Flávia Carla Meotti fala sobre uma patente em desenvolvimento que se refere a uma classe de compostos com potencial de atividade anti-inflamatória e diferente de outros testados com o mesmo objetivo

06 Dez 2023 - 08h00Por Alessandra Ueno*/Jornal da USP
Inflamações são uma forma de defesa, mas é preciso cuidado  - Crédito:  redgreystock/FreepikInflamações são uma forma de defesa, mas é preciso cuidado - Crédito: redgreystock/Freepik

“Aí! Acho que meu machucado inflamou.” É muito comum escutar que não se deve “cutucar” machucados, espinhas ou quaisquer outros ferimentos, pois irá inflamar. 

A inflamação não é, necessariamente, uma coisa ruim. Ela é a reação do corpo contra infecções ou lesões para potencializar a recuperação. Porém, caso a defesa do corpo seja muito intensa e descontrolada, é possível levar até a morte.

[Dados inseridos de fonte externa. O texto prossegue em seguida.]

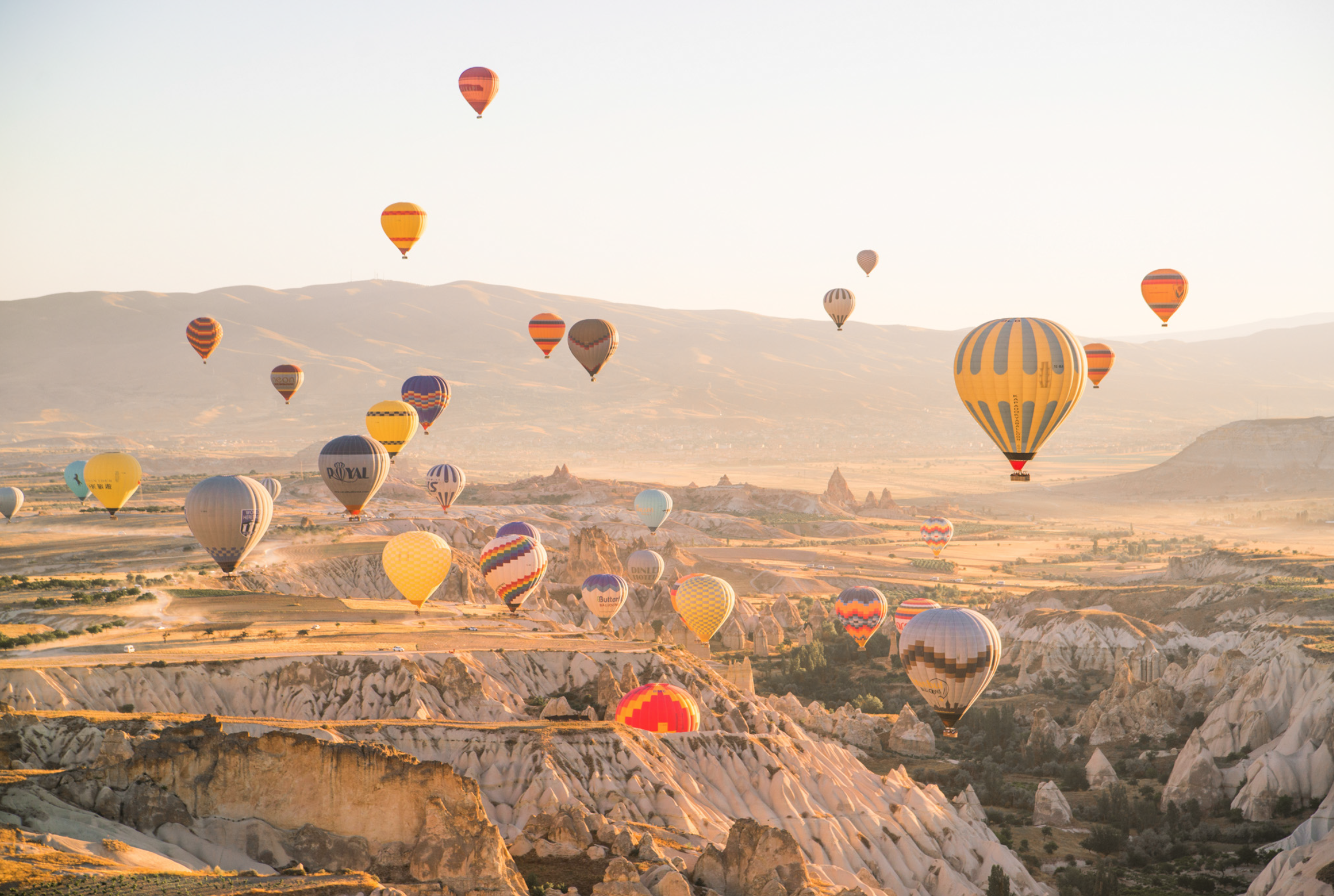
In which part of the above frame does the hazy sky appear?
[0,0,1334,336]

Por isso, a patente Composto para a prevenção e/ou tratamento de inflamações foi desenvolvida. “A patente se refere a uma classe de compostos com potencial de atividade anti-inflamatória. Usando um método de triagem virtual, selecionamos alguns compostos com potencial de inibir uma enzima responsável pela inflamação, a mieloperoxidase“, explica Flávia Carla Meotti, professora do Instituto de Química da USP e uma das criadoras da patente.

Como funciona?

A mieloperoxidase (MPO) é uma enzima derivada de leucócitos que catalisa a formação de numerosas espécies reativas oxidantes. Por mais que sejam integrantes da resposta imune, elas também podem estar relacionadas a certos danos teciduais durante a inflamação.

Flávia Carla Meotti – Foto: Cecília Bastos/USP Imagem

O processo de identificação da classe do composto da patente partiu de uma triagem inicial e, após, os selecionados foram testados com a enzima isolada para medir se, de fato, conseguiriam inibi-la. Aqueles com capacidade inibitória foram posteriormente testados usando células do sangue. 

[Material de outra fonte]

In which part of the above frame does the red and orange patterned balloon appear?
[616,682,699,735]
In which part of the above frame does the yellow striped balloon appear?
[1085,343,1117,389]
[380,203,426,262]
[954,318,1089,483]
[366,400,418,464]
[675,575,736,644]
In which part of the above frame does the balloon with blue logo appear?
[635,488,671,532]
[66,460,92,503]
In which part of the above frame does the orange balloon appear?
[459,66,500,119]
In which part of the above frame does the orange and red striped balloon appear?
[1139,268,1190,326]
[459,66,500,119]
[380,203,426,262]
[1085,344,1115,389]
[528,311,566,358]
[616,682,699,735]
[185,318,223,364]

“Por último, apenas os quatro melhores compostos foram testados em camundongos para provar se são capazes de diminuir o quadro de uma inflamação como a gota — artrite induzida por cristais de ácido úrico”, comenta Flávia. 

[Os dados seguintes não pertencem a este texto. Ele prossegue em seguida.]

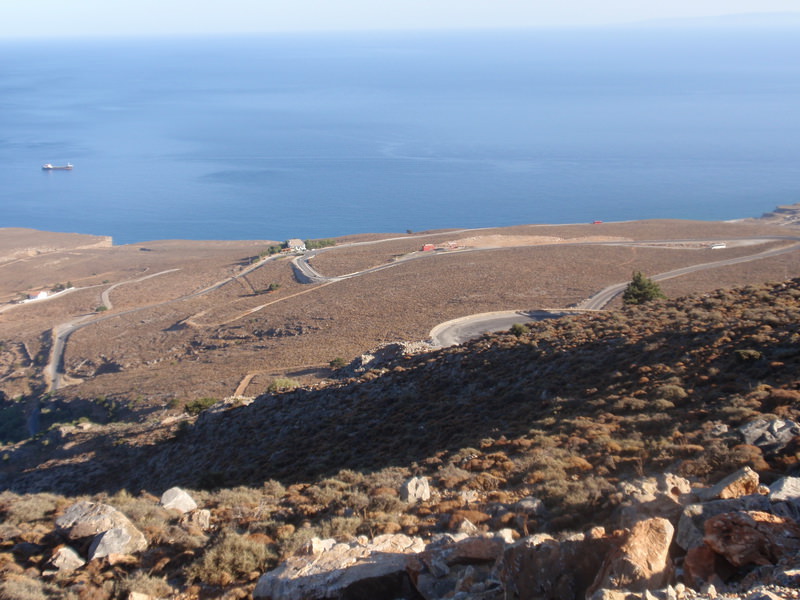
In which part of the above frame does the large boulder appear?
[89,527,147,560]
[587,517,675,595]
[704,511,800,567]
[47,546,86,573]
[675,494,770,550]
[161,487,197,514]
[400,477,431,504]
[498,528,623,600]
[617,473,696,528]
[703,467,760,500]
[56,501,147,554]
[253,534,425,600]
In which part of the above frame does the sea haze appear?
[0,28,800,243]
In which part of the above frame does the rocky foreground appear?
[0,280,800,600]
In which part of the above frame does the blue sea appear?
[0,28,800,244]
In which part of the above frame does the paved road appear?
[430,236,800,347]
[430,310,570,348]
[578,237,800,310]
[44,256,279,392]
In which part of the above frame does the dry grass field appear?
[0,213,800,412]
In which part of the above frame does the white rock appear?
[161,487,197,514]
[769,477,800,502]
[89,527,147,560]
[400,477,431,504]
[47,546,86,573]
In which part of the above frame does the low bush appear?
[186,529,278,585]
[267,377,300,392]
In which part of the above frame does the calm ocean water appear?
[0,29,800,243]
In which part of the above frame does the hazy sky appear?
[0,0,800,39]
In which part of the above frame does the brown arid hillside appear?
[0,271,800,600]
[0,209,800,428]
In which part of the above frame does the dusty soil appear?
[0,213,800,413]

Em resumo, o processo se assemelha a um funil, no qual a triagem virtual seleciona dezenas de compostos com potencial de serem inibidores, mas os testes iniciais de laboratório filtram os que não são. “Assim, os testes em camundongos são feitos utilizando um número muito reduzido de animais, o que é um requisito pelo Conselho de Ética da Universidade”, completa.

Importância

Ter um composto com essas características é muito importante, ainda mais quando ele possui menos efeitos colaterais do que os outros já testados. Além disso, também apresentou uma atividade anti-inflamatória superior à de um composto já usado na inflamação, o ácido mefenâmico. 

“Os efeitos colaterais aparecem quando o composto inibe outras enzimas além daquela que está sendo usada como alvo no estudo. O que foi patenteado apresentou um modo de inibição que parece ser muito peculiar para esta enzima, aumentando a chance de ser específico, evitando-se efeitos colaterais”, explica a professora.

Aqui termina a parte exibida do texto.